Fear not artificial intelligence, says Microsoft-EY report
The report suggests that companies need to implement programmes to reskill their human capital for the changing business environment
The introduction and use of artificial intelligence (AI) in SA may be hampered by concerns around job losses but experts argue new prospects could be created by the same technology, says a new report by EY Africa.
“Currently, 54% of companies rate impact on personnel as the top business risk in implementing AI,” said the AI Maturity Study, which was commissioned by Microsoft and conducted by EY.
AI has to do with machines demonstrating intelligence normally displayed by humans such as learning and problem solving.
With SA’s official unemployment above 27%, fear of potential job losses has dominated discussion around AI in business.
“In a region where unemployment rates are high, the job market is highly unionised and true understanding of AI is low, employees have an inherent reservation towards scaled adoption of AI and significant amounts of education and change management will be required,” said the report, released on Monday.
To fight this “automation anxiety”, the report suggests that companies need to implement programmes to reskill their human capital for the changing business environment.
Microsoft SA’s managing director Lillian Barnard said: “I think we can take a cue from past major technological innovations like the invention of the telephone and the automobile.” There was a shift then and we should expect a shift now.

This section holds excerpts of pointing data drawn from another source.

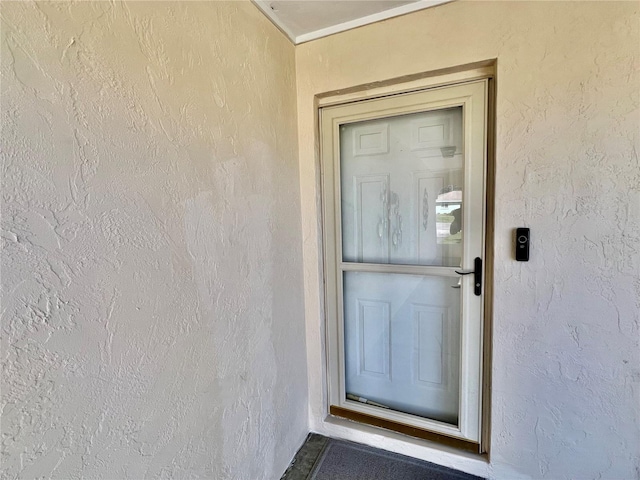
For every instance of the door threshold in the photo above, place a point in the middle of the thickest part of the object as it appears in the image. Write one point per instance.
(409, 430)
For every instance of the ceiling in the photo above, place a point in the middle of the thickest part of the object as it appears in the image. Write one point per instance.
(305, 20)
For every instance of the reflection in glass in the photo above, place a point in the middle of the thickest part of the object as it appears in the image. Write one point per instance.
(401, 189)
(402, 342)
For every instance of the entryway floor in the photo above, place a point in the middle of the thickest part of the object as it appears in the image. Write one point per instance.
(323, 458)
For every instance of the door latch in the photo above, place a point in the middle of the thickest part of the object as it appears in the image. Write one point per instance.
(477, 275)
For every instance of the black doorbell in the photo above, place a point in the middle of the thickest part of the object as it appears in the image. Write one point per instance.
(522, 244)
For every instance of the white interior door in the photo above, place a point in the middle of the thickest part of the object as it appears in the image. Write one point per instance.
(404, 183)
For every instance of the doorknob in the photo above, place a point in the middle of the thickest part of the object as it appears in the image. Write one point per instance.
(477, 275)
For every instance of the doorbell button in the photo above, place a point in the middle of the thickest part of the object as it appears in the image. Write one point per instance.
(522, 244)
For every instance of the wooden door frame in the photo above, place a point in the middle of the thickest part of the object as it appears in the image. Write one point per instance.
(427, 81)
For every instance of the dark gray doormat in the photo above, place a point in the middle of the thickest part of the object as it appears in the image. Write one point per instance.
(322, 458)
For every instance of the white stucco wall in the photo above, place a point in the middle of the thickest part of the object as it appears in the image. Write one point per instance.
(152, 296)
(566, 355)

“It’s hard to predict what the future will bring. What we need is to focus our approach on providing the skills and training to ensure that we balance the equation. As much as we may perhaps lose jobs on one side, we can create new jobs on the other,” said Barnard.
Despite the concerns around jobs, EY Africa's lead on intelligent automation, Brian Lewkowicz, said: “There is a general sense of excitement around what tomorrow could bring.”
The transforming or augmenting of roles is an exciting possibility. In a connected future, for example, when your smart fridge forgets to order milk you could call a “smart home handy man” who understands connected devices and AI, said Lewkowicz.
Having survived the disruption brought by inventions such as the calculator, spreadsheets and cloud computing, accounting is a profession constantly having to adapt its role to new technology.
Sage Africa & Middle East director of accountants, partners and alliances, Avika Ramdhani, said: “Accountants operate in an increasingly technologically-driven environment.”
“Knowledge of data analysis, for example, might one day be a non-negotiable skill for accountants who need to meet changing client demands,” she said.
Sage’s own research has found that most accountants agree that traditional accountancy training is no longer adequate and skills taught through today’s programmes will not be enough to run a successful practice by 2030.
“If you don’t yet have a formal training and upskilling plan in place for you and your team, consider implementing one as soon as possible,” said Ramdhani.
The Microsoft-EY study looked at the planned adoption and use of AI in companies and was based on surveys, interviews and case studies from 112 companies across the Middle East and Africa.
The study found that SA, together with the United Arab Emirates and Turkey, was one of the top three countries in the region investing in AI in the past decade with $1.6bn (about R23.7bn) spent.
Ultimately, employees need to understand that AI is predominantly an enabling capability that enhances productivity and reduces the amount of time spent on menial tasks in order for them to embrace the application of AI and realise the benefits, the report said.
Each organisation and industry had its own view about the business opportunities and uses, said Lewkowicz.